After the 50,000km mark, the gap between and EV and a diesel-engined car grows and grows, until by the time they reach 200,000km, the EV has - for all its life, including being built and being used - emitted 24.9 tonnes of CO2, while the diesel car has emitted 52.5 tonnes. The crossover point versus a petrol-engined car is a little lower - 44,000km - and by the time it hits 200,000km, a petrol car has emitted an estimated 57 tonnes of CO2. Incidentally, T&E estimates that the Irish electricity grid's power mix means that running an electric car mean you're emitting the equivalent of 111g/km of CO2.

That's assuming a car using a battery built in China, incidentally. Change some assumptions - using a battery built to EU low-carbon standards, and in an EV being driven in Sweden, and the EV is in credit compared to a conventional car in as little as 9,000km.

Those concerned that a battery-powered car would not be able to reach mileages of more than 200,000km should be reassured - a study for the EU Commission shows that current battery technology should allow the cells to work efficiently for roughly 1,500 to 3,000 power cycles. That means that even at the lower estimate, a medium-sized family car should be able to reach 340,000km before its battery is put beyond use. By 2030, improvements in battery and charging technology should mean that the lifetime cycle use should increase to around 5,000 cycles - enough for more than a million kilometres.

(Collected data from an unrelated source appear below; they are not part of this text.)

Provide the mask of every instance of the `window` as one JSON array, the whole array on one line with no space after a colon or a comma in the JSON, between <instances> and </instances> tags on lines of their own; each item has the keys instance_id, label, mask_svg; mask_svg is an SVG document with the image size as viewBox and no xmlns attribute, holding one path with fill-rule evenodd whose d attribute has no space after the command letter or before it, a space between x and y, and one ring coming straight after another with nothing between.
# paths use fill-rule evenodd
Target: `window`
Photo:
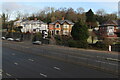
<instances>
[{"instance_id":1,"label":"window","mask_svg":"<svg viewBox=\"0 0 120 80\"><path fill-rule=\"evenodd\" d=\"M56 25L56 28L59 28L59 27L60 27L60 25L59 25L59 24L57 24L57 25Z\"/></svg>"},{"instance_id":2,"label":"window","mask_svg":"<svg viewBox=\"0 0 120 80\"><path fill-rule=\"evenodd\" d=\"M108 33L108 35L114 35L114 33L111 32L111 33Z\"/></svg>"},{"instance_id":3,"label":"window","mask_svg":"<svg viewBox=\"0 0 120 80\"><path fill-rule=\"evenodd\" d=\"M114 29L114 26L108 26L108 29Z\"/></svg>"},{"instance_id":4,"label":"window","mask_svg":"<svg viewBox=\"0 0 120 80\"><path fill-rule=\"evenodd\" d=\"M69 25L64 25L64 28L69 28Z\"/></svg>"}]
</instances>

Assuming that the mix of renewable sources pumping power into the national grid grows (and it is predicted that by 2030, across Europe, around 55 per cent of electricity will come from renewables, with another 20 per cent from nuclear), then the carbon-credit point of an EV will go down and down. Writing in a blog post for energy company Drax, Dr Iain Staffell of Imperial College London said: "It is inconceivable that an electric vehicle could be more polluting than its conventional equivalent. This would require electricity to have carbon intensity values not seen since the 1960s. With each passing year as the electricity mix gets cleaner, this payback time will continue to fall, and the environmental credentials of electric vehicles will keep growing stronger."

At what point an electric car puts itself in credit compared to a vintage Bentley remains to be researched.